An Update about a Month Later
I first mentioned LXK here on Friday the 13th (I should have known!) http://wp.me/p1PgpH-11x
This Post is to establish a basis for a case study in the future. This post is NOT a recommendation to do what I do (buy LXK today at $20.71) because you may be doing this:http://www.youtube.com/watch?v=go9uekKOcKM.
Was I catching a falling knife? Here is research on that subject: Falling Knives Around the World Paper
When LXK announced earnings, the price plummeted further. What I did not want to do is this: http://www.youtube.com/watch?v=VfiY2nbV9RI&feature=related I don’t want to ignore the market’s reaction.

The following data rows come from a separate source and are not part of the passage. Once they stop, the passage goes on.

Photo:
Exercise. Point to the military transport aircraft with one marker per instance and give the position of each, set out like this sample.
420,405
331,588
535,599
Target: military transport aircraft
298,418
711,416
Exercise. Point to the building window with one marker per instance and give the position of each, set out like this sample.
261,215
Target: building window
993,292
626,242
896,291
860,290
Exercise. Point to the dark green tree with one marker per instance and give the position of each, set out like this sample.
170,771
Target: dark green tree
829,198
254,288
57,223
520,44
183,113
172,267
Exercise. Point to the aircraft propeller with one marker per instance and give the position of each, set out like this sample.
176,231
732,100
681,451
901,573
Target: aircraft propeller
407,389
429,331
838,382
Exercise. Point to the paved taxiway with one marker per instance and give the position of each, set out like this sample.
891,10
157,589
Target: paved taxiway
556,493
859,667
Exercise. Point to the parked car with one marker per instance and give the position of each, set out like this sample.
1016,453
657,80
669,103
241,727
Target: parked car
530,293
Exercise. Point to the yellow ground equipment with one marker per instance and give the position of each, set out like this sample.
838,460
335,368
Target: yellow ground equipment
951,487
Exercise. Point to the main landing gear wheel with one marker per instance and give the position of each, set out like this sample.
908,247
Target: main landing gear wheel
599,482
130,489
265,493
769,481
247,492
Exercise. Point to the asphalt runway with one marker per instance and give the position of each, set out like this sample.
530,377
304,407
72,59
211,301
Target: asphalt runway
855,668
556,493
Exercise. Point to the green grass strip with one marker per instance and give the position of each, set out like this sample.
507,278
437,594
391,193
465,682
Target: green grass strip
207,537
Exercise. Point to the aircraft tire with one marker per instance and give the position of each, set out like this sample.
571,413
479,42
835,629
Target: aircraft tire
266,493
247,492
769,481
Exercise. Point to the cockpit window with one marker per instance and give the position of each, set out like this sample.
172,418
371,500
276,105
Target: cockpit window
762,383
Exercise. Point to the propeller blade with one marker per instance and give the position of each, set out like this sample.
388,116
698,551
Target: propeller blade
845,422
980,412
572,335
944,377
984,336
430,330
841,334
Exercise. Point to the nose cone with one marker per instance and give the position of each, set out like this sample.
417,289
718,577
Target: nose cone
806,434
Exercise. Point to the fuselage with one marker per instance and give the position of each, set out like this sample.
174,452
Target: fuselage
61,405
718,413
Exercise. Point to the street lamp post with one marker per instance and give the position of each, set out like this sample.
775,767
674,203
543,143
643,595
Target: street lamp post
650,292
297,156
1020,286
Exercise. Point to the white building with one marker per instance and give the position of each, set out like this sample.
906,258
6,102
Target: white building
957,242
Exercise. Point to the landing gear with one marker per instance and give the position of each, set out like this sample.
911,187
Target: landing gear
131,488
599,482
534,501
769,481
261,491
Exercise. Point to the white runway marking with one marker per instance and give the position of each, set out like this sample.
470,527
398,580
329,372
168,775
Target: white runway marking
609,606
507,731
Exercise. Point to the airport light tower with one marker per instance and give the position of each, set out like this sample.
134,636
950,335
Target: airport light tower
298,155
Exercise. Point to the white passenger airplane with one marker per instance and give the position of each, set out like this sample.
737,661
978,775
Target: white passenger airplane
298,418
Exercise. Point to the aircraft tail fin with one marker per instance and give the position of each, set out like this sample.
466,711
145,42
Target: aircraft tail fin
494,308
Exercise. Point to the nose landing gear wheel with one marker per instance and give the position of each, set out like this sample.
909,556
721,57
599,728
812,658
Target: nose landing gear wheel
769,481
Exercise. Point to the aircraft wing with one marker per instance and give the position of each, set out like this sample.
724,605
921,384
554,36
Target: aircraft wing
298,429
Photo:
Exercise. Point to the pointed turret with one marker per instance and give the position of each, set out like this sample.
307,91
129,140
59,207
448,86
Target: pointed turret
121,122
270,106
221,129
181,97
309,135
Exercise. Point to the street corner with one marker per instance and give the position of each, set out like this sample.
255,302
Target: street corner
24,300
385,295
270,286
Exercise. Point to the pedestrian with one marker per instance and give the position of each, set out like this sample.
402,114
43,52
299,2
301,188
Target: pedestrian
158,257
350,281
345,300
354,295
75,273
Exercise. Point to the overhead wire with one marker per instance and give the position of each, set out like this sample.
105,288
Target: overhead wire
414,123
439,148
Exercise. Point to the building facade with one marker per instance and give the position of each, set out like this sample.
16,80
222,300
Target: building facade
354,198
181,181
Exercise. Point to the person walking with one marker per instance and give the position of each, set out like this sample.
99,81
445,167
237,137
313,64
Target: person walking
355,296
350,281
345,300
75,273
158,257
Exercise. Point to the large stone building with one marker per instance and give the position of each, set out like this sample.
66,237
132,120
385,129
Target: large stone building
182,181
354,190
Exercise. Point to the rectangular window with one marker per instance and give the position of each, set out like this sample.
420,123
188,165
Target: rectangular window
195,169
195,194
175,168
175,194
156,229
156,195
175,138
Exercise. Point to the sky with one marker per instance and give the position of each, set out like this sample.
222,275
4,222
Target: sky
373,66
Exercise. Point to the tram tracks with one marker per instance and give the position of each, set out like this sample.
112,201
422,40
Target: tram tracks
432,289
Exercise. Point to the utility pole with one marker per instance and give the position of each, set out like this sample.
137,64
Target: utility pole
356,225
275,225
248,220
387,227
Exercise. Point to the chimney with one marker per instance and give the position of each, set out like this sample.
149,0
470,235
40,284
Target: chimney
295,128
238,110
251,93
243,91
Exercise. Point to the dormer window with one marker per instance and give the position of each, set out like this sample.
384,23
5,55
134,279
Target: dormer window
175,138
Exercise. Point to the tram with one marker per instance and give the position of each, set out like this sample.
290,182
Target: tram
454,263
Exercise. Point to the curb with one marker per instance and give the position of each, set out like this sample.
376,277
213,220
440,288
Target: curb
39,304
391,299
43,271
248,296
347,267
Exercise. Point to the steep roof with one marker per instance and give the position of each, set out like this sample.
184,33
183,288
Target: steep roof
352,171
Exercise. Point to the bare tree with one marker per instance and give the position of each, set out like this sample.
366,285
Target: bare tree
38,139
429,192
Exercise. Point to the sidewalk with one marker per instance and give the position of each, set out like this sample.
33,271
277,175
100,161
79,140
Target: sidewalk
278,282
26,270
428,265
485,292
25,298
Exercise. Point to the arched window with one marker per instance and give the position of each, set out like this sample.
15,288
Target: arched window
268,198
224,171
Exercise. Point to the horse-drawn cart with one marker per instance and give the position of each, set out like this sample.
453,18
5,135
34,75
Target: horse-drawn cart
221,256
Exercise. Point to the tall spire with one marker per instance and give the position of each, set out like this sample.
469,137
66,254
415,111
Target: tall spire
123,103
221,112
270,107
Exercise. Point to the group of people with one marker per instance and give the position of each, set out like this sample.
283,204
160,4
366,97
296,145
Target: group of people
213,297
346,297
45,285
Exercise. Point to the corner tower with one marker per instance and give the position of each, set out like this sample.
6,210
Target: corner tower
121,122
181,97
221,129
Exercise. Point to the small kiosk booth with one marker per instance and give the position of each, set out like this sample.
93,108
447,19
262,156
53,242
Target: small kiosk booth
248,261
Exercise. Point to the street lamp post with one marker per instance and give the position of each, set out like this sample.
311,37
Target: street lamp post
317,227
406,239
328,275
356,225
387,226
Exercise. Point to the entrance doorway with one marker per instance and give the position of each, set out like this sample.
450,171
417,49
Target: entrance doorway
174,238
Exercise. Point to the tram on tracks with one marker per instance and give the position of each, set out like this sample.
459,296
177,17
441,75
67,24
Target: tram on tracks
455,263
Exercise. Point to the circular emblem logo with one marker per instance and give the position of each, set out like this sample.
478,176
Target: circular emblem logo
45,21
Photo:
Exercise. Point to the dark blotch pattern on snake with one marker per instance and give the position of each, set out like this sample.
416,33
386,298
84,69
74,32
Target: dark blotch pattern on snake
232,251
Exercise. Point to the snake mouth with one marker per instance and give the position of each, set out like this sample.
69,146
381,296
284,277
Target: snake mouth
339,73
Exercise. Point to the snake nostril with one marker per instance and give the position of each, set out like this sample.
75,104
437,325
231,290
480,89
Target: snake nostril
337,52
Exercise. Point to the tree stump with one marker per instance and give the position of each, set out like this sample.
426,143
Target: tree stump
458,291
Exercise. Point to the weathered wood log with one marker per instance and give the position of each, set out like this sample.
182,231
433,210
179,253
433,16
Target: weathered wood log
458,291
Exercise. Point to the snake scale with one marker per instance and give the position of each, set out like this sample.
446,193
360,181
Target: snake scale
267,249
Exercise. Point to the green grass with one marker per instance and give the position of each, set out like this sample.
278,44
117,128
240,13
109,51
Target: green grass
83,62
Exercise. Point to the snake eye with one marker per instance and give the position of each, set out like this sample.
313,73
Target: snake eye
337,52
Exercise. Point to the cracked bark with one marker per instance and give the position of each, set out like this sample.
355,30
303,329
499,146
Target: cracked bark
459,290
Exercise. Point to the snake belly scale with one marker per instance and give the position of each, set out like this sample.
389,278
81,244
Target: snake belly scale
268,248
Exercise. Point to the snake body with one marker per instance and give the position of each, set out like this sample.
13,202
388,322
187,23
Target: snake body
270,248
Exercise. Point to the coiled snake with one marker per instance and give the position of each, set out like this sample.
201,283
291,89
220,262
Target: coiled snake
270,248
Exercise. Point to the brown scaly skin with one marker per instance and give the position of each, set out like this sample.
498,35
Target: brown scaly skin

I concluded that LXK’s intrinsic value had declined due to a lowing of future cash flows, but that price had more than compensated for the news. I decided to hold.
I could have done this:http://www.youtube.com/watch?v=tZnkql_Xkhc or http://www.youtube.com/watch?v=4ywfiKl5fsc&feature=related or http://www.youtube.com/watch?v=CvbTjM5HPCI
But I needed to step back and reflect on the situation and my portfolio’s condition. First, LXK is not a franchise. It’s business allows some customer captivity for reselling toner, but the business is changing/shrinking while the company transitions into more software services where the company may not have a competitive advantage.
Secondly, management announced and is–so far– returning capital to shareholders, so I view this as an asset/special situation type of investment. Though the overall printing market will shrink, it won’t disappear within five years and if the company can buy in shares at lower prices, value will out unless the business is permanently impaired. A more in-depth view/valuation will be forthcoming in another update.
I noted that about 1/4th of the company shares traded hands on the last big sell-off. I don’t know if that indicated capitulation, but I am estimating that the sellers where not the most informed participants. Why wait to sell after the price of the company has dropped by 50% and AFTER the news has been announced twice?
Since I weight special situation/asset investments smaller than franchise (compounding machine) investments, this was about 1% which I could build to 2% or 3%. I may have 20% of my account in my favorite holding. But I won’t buy more because management doesn’t own a significant share of the business, there are impediments for a take-over and I don’t see management buying shares for themselves.
I would sell if I find a more compelling investment for the capital, especially if I could acquire a tax asset (loss) while having the same margin of safety in another investment.
I hold LXK, and I will have another update in due course.
Update Jan 23, 2013. Unfortunately my target has been reached so I have sold around $28 per share my remaining stake. Oh no, cash is building up.